His lips were soft and tender, but when she didn’t resist, his mouth claimed hers with a growing passion. He would have pulled her body close, all her soft curves against his hard muscle, and she admitted she wanted him, so much. The longing was like an ache inside.

She put her hands up, as if to wrap them around his neck, and then placed her palms to his chest instead. Holding him at a distance. She knew she looked flustered and breathless, her hair not quite so neat now, her mouth a little swollen, but if she gave in to their growing desire then she knew she would lose this opportunity to get to know her husband better.

“What must I do to be forgiven?” he asked her.

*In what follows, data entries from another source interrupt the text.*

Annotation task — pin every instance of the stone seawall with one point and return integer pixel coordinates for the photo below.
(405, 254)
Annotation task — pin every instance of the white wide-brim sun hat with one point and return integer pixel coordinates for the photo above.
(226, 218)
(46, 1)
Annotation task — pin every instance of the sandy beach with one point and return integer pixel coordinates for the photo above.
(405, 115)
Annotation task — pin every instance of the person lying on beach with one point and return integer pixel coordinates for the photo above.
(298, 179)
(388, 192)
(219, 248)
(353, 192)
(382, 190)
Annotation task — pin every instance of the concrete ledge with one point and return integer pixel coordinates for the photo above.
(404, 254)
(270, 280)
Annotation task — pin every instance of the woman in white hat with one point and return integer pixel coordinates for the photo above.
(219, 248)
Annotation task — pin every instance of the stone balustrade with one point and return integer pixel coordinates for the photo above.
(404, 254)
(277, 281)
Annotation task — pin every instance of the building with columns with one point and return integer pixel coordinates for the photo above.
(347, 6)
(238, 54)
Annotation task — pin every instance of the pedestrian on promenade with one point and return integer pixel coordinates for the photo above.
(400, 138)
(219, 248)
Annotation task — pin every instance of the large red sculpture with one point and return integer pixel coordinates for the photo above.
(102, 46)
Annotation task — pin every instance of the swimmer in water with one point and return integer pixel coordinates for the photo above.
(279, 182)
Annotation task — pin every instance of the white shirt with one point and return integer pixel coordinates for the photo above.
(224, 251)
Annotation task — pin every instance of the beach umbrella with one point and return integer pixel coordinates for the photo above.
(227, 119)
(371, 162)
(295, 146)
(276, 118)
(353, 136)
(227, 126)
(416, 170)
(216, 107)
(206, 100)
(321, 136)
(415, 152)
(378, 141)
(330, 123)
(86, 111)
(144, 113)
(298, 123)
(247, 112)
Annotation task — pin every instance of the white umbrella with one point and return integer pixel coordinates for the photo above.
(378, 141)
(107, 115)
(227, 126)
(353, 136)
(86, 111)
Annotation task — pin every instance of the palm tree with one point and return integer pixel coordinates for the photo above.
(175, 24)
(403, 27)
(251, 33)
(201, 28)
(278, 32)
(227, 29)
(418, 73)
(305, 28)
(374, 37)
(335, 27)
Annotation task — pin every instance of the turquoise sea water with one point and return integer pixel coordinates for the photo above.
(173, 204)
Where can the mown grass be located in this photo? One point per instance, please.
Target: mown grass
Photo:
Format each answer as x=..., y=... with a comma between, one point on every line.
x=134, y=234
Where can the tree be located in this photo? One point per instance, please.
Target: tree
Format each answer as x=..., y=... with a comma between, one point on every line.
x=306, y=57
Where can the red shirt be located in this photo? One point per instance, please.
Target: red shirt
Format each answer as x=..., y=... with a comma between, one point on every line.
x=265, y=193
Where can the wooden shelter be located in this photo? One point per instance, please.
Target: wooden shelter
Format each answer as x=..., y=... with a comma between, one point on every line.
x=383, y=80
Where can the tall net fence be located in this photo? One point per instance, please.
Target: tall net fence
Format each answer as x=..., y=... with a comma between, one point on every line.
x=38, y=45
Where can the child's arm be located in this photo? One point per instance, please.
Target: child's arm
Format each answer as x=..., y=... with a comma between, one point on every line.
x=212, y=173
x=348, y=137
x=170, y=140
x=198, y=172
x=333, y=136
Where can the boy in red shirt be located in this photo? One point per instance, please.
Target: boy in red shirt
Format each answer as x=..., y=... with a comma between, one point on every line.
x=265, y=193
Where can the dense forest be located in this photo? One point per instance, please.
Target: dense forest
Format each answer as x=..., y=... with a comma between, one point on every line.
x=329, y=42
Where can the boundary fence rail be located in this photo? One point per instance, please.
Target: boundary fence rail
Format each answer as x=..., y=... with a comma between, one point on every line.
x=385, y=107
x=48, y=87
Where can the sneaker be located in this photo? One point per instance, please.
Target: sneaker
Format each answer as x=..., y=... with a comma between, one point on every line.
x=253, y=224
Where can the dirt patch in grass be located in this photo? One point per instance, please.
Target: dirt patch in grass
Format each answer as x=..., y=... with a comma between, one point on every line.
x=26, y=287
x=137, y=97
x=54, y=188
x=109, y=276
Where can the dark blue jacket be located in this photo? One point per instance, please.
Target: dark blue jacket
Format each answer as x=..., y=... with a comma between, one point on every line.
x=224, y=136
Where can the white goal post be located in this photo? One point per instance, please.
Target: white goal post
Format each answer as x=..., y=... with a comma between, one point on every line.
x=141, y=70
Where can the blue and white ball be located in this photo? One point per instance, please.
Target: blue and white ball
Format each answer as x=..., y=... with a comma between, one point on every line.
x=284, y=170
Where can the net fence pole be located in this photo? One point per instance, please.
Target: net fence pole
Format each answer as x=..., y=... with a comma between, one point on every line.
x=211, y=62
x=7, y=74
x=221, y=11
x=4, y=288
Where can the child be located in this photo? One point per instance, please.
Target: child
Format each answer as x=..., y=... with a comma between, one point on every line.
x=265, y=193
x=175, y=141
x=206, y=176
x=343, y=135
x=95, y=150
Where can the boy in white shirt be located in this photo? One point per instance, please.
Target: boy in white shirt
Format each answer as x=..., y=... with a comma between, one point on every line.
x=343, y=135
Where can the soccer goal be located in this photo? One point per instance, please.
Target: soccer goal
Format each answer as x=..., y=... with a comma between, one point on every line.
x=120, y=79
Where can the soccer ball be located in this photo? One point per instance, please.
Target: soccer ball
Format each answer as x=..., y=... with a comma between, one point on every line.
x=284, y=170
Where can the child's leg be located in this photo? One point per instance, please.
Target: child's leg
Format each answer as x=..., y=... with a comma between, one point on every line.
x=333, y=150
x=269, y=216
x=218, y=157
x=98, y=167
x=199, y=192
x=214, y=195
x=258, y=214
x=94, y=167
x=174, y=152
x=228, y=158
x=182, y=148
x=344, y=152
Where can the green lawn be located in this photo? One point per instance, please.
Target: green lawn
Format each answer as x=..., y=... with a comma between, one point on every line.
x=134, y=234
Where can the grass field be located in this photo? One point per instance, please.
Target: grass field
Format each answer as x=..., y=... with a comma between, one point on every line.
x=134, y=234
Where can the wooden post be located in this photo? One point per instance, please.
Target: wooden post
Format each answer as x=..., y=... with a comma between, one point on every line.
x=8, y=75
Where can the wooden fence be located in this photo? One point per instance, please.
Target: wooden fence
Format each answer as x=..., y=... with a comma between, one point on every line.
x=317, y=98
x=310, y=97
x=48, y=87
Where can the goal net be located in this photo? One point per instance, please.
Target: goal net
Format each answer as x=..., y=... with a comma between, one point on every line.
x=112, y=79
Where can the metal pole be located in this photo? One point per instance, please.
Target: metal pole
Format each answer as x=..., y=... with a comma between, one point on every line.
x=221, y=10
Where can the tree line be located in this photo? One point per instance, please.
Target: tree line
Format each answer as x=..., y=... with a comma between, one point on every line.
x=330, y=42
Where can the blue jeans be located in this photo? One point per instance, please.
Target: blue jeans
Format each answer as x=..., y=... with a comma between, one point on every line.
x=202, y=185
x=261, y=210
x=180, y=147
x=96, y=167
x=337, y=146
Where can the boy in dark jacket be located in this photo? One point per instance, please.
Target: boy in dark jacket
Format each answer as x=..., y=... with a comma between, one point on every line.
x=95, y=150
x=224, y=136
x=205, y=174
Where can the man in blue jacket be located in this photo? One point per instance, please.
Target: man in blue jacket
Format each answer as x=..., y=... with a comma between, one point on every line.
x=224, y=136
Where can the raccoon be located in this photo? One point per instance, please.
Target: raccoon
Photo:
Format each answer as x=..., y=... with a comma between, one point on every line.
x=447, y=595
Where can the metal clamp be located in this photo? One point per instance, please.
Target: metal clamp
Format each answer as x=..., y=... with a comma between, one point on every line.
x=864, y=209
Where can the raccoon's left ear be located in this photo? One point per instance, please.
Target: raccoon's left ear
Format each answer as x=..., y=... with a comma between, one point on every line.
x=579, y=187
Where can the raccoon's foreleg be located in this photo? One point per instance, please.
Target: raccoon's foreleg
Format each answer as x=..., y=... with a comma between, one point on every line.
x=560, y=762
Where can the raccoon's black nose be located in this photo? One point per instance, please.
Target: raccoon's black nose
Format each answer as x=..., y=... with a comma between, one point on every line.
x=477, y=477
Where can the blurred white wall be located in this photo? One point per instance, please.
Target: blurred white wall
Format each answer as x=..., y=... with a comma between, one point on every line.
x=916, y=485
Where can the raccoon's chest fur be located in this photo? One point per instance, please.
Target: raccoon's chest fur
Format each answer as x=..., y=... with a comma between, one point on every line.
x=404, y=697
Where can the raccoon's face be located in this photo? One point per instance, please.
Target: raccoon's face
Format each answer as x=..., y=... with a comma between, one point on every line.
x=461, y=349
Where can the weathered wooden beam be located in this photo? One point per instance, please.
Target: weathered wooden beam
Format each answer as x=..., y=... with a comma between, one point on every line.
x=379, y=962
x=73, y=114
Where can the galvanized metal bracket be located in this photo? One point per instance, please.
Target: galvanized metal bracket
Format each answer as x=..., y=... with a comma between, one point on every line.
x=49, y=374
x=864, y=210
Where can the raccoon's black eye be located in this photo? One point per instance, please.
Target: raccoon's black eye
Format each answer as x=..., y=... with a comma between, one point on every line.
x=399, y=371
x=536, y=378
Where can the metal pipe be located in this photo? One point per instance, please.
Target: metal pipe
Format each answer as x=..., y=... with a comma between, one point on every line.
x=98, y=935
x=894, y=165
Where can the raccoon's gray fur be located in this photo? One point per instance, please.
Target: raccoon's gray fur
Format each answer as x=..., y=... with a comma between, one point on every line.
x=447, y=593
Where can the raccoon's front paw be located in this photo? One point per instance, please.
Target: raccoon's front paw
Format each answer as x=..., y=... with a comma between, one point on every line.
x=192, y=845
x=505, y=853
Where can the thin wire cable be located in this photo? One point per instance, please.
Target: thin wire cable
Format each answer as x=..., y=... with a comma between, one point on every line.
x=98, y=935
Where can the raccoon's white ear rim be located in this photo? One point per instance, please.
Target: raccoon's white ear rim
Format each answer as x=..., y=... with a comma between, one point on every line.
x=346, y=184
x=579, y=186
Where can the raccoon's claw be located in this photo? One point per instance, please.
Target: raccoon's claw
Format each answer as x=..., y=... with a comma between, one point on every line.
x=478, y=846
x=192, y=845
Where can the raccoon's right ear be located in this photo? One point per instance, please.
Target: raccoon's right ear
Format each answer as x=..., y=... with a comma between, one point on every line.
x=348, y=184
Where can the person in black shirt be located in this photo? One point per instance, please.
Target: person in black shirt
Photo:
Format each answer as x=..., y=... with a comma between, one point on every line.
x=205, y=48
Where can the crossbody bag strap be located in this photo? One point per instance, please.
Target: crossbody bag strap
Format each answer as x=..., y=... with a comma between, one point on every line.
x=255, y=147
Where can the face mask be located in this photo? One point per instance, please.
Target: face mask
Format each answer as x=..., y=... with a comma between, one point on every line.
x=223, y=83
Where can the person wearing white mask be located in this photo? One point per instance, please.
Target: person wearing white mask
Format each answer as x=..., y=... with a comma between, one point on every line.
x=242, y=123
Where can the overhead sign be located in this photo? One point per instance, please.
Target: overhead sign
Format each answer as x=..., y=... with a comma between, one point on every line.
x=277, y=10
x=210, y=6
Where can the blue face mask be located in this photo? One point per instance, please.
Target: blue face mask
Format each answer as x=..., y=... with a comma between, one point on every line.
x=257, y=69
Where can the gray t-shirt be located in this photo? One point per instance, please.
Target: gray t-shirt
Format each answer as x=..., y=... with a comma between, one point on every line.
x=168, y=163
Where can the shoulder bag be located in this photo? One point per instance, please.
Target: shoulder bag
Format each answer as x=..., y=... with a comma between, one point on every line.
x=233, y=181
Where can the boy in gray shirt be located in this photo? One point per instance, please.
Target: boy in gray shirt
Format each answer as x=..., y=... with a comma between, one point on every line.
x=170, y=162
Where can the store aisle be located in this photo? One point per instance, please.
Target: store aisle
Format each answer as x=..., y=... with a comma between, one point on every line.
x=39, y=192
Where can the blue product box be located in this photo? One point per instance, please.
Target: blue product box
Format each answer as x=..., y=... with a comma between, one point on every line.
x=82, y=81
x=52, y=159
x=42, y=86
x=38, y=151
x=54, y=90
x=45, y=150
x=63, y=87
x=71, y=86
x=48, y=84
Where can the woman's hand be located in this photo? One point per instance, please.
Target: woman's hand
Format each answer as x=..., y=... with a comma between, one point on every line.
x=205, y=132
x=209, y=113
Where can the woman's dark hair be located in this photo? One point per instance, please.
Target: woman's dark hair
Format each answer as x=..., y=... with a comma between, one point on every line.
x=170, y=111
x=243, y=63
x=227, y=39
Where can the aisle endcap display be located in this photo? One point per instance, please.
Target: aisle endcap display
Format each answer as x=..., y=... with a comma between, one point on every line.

“It’s not that.” She sought words to explain. How to tell him that when they were together in bed, they were so well matched that words were unimportant? It was outside bed where the problems lay. “I want to get to know you,” she said at last. “I want to hear about your life and your hopes and your dreams. We’ve never spoken of such things, Rory. We married too quickly and then . . . We rarely spoke of the difficult matters. I was too busy pretending everything was perfect and you let me. But it wasn’t. It isn’t.”